Сказано вполне в духе нашего времени, когда «все смешалось». Помню, в 1990-е годы я была на выставке, посвященной «героям», где скульптурный портрет Миклухо-Маклая был со страшными зубами и кровавыми губами «каннибала». Не все ли равно, аборигены съели Кука или Кук аборигенов?

Так и тут, буденновцы из той же «банды», только махновцы чуть «покруче». Возможен и другой ход — перемена знаков: герои не «красные», а «белые», не «буденновцы», а «махновцы».

Впрочем, во всех этих перестановках и подстановках тоже нет ничего особенно нового. Уже Бабель в «Конармии» продемонстрировал «амбивалентный» взгляд на события Гражданской войны, когда и впрямь нет большой разницы между буденновцами и махновцами: и там, и там бандиты и убийцы. Взгляд, до сих пор поражающий каким-то холодным «нечеловеческим» цинизмом, не оставляющий места для порывов духа, героизма, любви. Но Бабель писатель, а не историк, дает «художественную» версию событий, — предельно жесткую и почти абсурдистскую, в духе немецких экспрессионистов.

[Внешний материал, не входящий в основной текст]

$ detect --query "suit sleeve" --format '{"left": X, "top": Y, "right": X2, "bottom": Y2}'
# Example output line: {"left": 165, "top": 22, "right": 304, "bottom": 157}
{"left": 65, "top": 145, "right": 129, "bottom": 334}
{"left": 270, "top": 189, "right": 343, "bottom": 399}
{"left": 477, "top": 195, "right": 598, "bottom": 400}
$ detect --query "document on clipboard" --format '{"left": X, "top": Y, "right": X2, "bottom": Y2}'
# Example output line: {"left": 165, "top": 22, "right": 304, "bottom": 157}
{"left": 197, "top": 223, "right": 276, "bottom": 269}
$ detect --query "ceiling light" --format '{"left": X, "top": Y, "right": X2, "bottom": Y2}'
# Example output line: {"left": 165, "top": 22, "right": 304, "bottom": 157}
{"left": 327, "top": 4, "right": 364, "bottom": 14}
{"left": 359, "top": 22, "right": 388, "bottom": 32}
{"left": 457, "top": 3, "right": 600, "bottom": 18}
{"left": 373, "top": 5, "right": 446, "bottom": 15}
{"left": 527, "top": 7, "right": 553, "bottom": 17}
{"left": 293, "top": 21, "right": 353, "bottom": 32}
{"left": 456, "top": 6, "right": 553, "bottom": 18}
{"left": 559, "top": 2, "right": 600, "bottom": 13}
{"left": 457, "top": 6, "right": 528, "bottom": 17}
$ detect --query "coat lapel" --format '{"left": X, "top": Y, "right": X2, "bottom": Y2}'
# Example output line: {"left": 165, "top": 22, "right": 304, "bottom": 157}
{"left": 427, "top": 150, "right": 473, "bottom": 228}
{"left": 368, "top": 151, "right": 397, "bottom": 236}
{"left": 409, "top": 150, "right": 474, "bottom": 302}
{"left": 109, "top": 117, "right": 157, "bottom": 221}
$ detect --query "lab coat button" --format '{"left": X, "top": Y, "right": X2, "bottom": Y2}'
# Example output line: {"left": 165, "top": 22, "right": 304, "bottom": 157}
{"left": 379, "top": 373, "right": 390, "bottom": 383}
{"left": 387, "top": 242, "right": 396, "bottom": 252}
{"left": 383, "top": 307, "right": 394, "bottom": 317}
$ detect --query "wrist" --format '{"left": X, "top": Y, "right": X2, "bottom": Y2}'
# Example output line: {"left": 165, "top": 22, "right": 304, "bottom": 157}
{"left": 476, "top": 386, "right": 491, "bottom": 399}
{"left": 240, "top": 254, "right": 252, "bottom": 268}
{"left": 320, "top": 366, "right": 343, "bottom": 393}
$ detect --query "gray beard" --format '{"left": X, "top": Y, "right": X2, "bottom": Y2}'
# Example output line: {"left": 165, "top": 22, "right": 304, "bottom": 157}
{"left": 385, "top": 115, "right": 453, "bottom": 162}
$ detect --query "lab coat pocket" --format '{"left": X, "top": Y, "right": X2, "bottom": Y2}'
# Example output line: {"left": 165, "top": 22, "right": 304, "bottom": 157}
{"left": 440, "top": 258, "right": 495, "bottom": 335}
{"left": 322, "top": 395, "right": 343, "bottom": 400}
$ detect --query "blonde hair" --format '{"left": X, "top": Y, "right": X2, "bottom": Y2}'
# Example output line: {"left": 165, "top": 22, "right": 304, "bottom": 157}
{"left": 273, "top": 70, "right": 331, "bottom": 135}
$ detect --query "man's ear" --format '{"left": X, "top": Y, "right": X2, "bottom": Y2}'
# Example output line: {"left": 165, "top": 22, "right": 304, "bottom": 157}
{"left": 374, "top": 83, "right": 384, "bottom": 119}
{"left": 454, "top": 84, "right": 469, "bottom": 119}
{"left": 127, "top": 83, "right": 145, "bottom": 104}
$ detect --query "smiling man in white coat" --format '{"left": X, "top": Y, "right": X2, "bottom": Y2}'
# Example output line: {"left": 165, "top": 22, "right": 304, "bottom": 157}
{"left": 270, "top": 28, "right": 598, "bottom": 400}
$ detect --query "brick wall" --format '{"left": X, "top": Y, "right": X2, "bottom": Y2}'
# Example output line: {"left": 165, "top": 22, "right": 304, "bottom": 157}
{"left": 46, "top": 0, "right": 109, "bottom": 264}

Между тем в народной памяти, в стихах, песнях, фольклоре красноармейцы выступают как защитники правды и справедливости, смельчаки и романтики. Помните? «Нас водила молодость в сабельный поход…»[75] Или: «Среди зноя и пыли мы с Буденным ходили на рысях, на большие дела…» Или уже ближе к нашему времени удивительные строчки Окуджавы о «комиссарах в пыльных шлемах», которые молча склонятся над героем, погибшим в бою…

Мы смело можем сделать вывод, что в песенно-поэтической «фольклорной» памяти красноармейцы и махновцы вовсе не слились. (Кстати, ведь и о Троянской войне мы судим по версии Гомера!) Не слились они и в произведениях Александра Тышлера, который в 1920–1930-е годы работал над двумя «долгоиграющими» сериями: «Махновщина» и «Гражданская война». Тышлер уже потому «не смешивал» махновцев и красноармейцев, что сам был красноармейцем, а махновцы убили его брата. У него были личные мотивы для ненависти и презрения.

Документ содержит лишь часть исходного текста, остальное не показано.